Escobar v. $185,000.00 United States Currency

SUMMARY ORDER

Claimant-appellant Victor Escobar (“claimant” or “Escobar”) appeals from an order entered by the District Court on December 12, 2006, granting the motion of plaintiff-appellant the United States (“plaintiff’ or “Government”) for forfeiture of $185,000 and $ 24,650 in United States currency taken from a vehicle Escobar was driving. Claimant alleges that the funds were illegally taken from him and that the Government has no right to the funds.

*37We review a district court’s legal conclusions regarding forfeiture de novo and factual conclusions for plain error. United States v. Gaskin, 364 F.3d 438, 462 (2d Cir.2004). Pursuant to 21 U.S.C. § 881(a)(6),

[a]ll moneys, negotiable instruments, securities, or other things of value furnished or intended to be furnished by any person in exchange for a controlled substance ..., all proceeds traceable to such an exchange, and all moneys, negotiable instruments, and securities used or intended to be used to facilitate any violation

of federal narcotics law are “subject to forfeiture to the United States.” The cause of action is in rem and therefore “against” the money, not Escobar. “It is the property which is proceeded against, and, by resort to a legal fiction, held guilty and condemned as though it were conscious instead of inanimate and insentient.” Waterloo Distilling Corp. v. United States, 282 U.S. 577, 581, 51 S.Ct. 282, 75 L.Ed. 558 (1931) (distinguishing an in rem civil forfeiture proceeding from an in personam criminal proceeding against a defendant person).

Under the Civil Asset Forfeiture Reform Act of 2000 (“CAFRA”), the Government need only prove, by a preponderance of the evidence, that the money is linked to a criminal offense. 18 U.S.C. § 981(b)(2). For the purpose of satisfying its burden of proof, “the [Government may rely upon any evidence it has lawfully obtained up to the time of the forfeiture trial.” United States v. $557,933.89, 287 F.3d 66, 89 (2d Cir.2002). We have held that even where the initial seizure of the property was illegal, the property is not immunized from forfeiture. United States v. $37,780, 920 F.2d 159, 163 (2d Cir.1990). In the case of an illegal seizure, while the exclusionary rule may “result in the suppression of evidence in later proceedings, ... the defendant property itself cannot be suppressed from the forfeiture action.” United States v. Daccarett, 6 F.3d 37, 46 (2d Cir.1993).

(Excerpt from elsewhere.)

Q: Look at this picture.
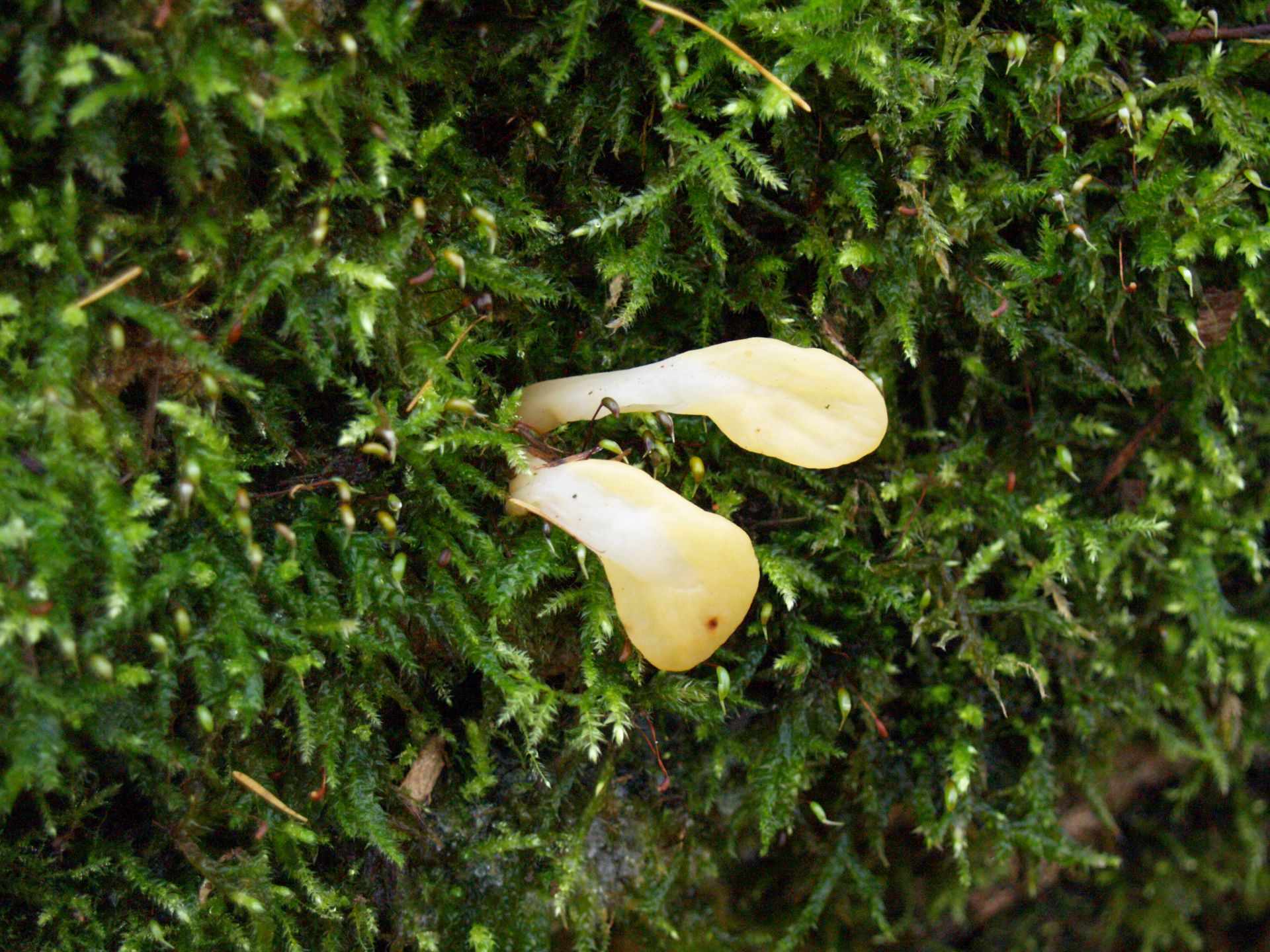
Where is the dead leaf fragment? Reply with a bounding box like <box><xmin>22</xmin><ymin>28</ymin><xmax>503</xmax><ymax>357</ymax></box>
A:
<box><xmin>1195</xmin><ymin>288</ymin><xmax>1244</xmax><ymax>346</ymax></box>
<box><xmin>402</xmin><ymin>734</ymin><xmax>446</xmax><ymax>803</ymax></box>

In this case, the Government presented evidence that Escobar had no documented means of making money in the amounts he was carrying; he admitted to police officers that the money was not his and that he was being paid $2000 to deliver it; he had been stopped two other times carrying similarly large amounts of money which canine sniffs indicated carried the odor of narcotics; and significantly, he had confessed to law enforcement officials in Florida that he had been hired as a money courier in New York for a drug cartel in Colombia. See, e.g., United States v. $22,474.00, 246 F.3d 1212, 1217 (9th Cir.2001) (“The sophisticated dog sniff, and more important, [claimant’s] admission •that he had a prior conviction for cocaine trafficking provide the necessary link.”). Moreover, Escobar has provided no countervailing evidence to indicate that he has a legal interest in the money.

CONCLUSION

We have considered all of plaintiffs arguments on appeal and find them to be without merit. For the reasons stated above, and substantially for the reasons stated by Judge Vitaliano in his September 29, 2006 Memorandum and Order, United States v. $ 185,000, 455 F.Supp.2d 145 (E.D.N.Y.2006), we AFFIRM the judgment of the District Court.